Спустя тридцать лет этот особняк превратился в «отель с привидениями», предприимчивый хозяин которого, мистер Блэквуд, развлекает туристов легендой о ритуале Обинаты. Но когда в отеле появляется неизвестный «призрак» в японских одеждах, пугающий гостей и нападающий на прислугу, Блэквуд обращается к частному сыщику Дугласу Стину, чтобы тот вычислил вредителя.
Дуглас Стин, прибывший на остров в компании своего приятеля, профессора английской литературы Маркуса Ван Ренна, вскоре понимает, что за безобидным розыгрышем кроется куда более мрачная правда.
Кеннет Дун
К югу от Авалона
Насколько мне известно, это не первый случай подобного рода, когда в событии участвует ребенок. Если один ребенок дает действию новый поворот винта, то что вы скажете о двух детях?
Генри Джеймс «Поворот винта»[1 - Перевод Нины Дарузес]
Глава 1
Маркус Ван Ренн подвинул к себе пепельницу и затянулся невыносимо вонючей гвоздичной сигаретой.

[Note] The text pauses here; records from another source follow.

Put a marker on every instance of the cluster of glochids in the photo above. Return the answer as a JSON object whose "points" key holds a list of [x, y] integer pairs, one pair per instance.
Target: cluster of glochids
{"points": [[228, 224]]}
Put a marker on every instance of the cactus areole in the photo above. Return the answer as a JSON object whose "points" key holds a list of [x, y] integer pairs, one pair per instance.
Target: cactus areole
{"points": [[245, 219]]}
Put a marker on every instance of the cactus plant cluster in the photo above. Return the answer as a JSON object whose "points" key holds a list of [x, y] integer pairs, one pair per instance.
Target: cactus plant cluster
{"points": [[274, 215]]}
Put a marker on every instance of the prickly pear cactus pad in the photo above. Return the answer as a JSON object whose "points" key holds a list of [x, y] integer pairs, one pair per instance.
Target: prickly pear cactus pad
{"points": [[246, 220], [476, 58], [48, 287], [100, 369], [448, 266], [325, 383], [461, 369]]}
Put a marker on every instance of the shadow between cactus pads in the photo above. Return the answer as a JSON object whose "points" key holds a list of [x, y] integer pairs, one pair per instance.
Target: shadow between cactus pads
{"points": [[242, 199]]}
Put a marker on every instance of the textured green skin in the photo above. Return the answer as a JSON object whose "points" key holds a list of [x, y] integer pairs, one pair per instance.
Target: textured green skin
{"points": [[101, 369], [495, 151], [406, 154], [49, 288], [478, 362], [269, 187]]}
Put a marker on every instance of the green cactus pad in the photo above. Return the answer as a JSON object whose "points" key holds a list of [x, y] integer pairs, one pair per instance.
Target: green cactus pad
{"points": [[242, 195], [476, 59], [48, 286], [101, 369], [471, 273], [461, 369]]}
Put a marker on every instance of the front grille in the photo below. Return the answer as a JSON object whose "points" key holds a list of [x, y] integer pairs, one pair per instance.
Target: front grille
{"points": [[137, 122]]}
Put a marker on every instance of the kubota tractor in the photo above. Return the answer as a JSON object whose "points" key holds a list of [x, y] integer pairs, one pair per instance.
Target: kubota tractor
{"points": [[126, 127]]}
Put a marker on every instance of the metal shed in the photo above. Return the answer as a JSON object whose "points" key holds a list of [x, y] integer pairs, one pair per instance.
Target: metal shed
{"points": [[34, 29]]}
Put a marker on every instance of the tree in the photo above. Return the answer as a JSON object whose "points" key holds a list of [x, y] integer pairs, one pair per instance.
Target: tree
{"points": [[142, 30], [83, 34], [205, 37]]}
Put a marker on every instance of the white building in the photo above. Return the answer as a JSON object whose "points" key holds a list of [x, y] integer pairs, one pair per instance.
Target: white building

Я с тоской посмотрел на открытое окно. Стояли унылые жаркие дни, а с улицы в мой кабинет на первом этаже не залетало ни малейшего дуновения ветерка, так что не было надежды, что этот запах в ближайшее время выветрится.
Это была единственная привычка, по-настоящему раздражавшая в моем друге. Ирония заключалась в том, что такие сигареты как правило рекомендовали бедолагам, решившим бросить курить. В итоге они не только не бросали, но и плотно подсаживались на эти ароматические палочки, так что больше их нельзя было соблазнить старым-добрым виргинским табаком.
– Как говорил Малларме[2 - Стефан Малларме (1842-1898), французский поэт, один из вождей течения французского символизма.], считается, что поэмы пишут идеями, а на самом деле их пишут словами, – продолжил Маркус в клубах своего фимиама. – Вы скажете, что это какая-то банальность, тавтология, чем же еще писать стихи, как не нанизывая слово на слово, но ведь если вдуматься, у вас изначально не может быть самой идеи, если нет подходящего инструментария для ее выражения.
– То есть, вы хотите сказать, что язык определяет сознание?
– Не совсем верно. Скорее язык помогает расшифровать сознание. Например, как считал Борхес, ни один поэт сам не понимает, что он хочет сказать, пока это не напишет и не задумается над расшифровкой символов, которые он создал.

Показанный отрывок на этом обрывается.